Rob Gingell gingell at computer.org
Thu Feb 23 10:12:23 AEST 2023

On 2/22/23 12:04 PM, Warner Losh wrote:
> SunOS 4 has a lot of encumbered code in it, ...

SunOS had a complicated set of license encumbrances. I can't claim to 
have fully understood them even at the time. In the mid-1980s, the 
notion of "open sourcing" as we understand it today wasn't a goal or 
even considered and so never entered into the terms of the technologies 
Sun used. These might have been overcome with effort but in the context 
of the time it didn't seem important.

Things Sun licensed widely, like source kits for NFS/VFS, were things we 
routinely and repeatedly sanitized as they evolved.
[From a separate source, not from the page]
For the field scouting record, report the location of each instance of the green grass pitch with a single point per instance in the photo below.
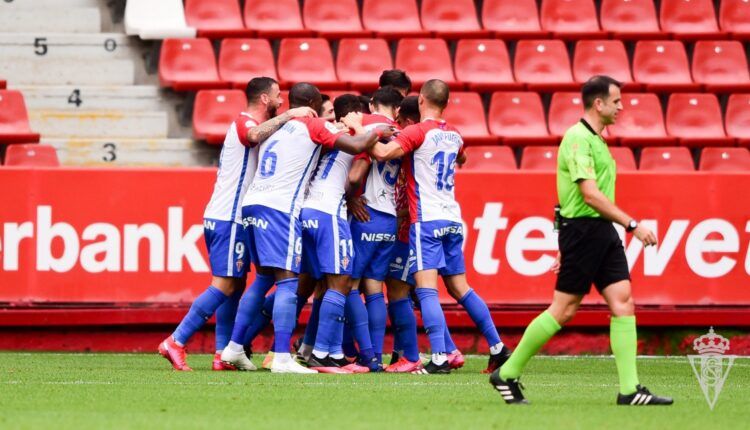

As part of the SPARC partners program SunOS was licensed to people 
building SPARC-based products but as Warner notes in the Solbourne 
experience, especially early on, there wasn't a "product" so much as a 
"process" that disseminated it.

> I also know that Sun tried to donate their VM system to Berkeley btween 
> BSD4.3
> and BSD4.4. 

It would be more correct to say that Sun was willing to donate the VM 
system back to Berkeley, but my recollection is that CSRG planned to get 
to that functionality through a different implementation path and didn't 
want it.

We expected "everyone" to eventually get the VM system, as it was in 
SVR4 before SunOS 4.0 even shipped, and so "everyone" (even the people 
who otherwise offered BSD systems) would have access to it, just like we 
did. (Of course that notion of "everyone" is pretty limited but at the 
time it was just The Way It Was.)

We did donate all the shared library work to Berkeley, probably the 
closest to what we'd now call "open source" that Sun did in that era. At 
the time, Berkeley didn't plan on migrating off of the a.out object file 
format and so it was useful to them to have the a.out-based implementation.
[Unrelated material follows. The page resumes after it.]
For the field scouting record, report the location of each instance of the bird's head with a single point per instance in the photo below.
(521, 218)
> Had the support of Scott McNeely and was almost a done deal. However > the lawyers said that the company would need to take a 'write down' loss
> on the
> donation, which would likely tank the stock price of Sun, so it was 
> nixed. 
While I am confident he would have supported it, I doubt Scott ever knew 
about the donations and discussions. The organization-chart-local VP 
signed off on it and I had a 10 minute phone conversation (no part of 
which involved balance sheets or stock values) with the lawyer who wrote 
the letter of transmittal that accompanied the code.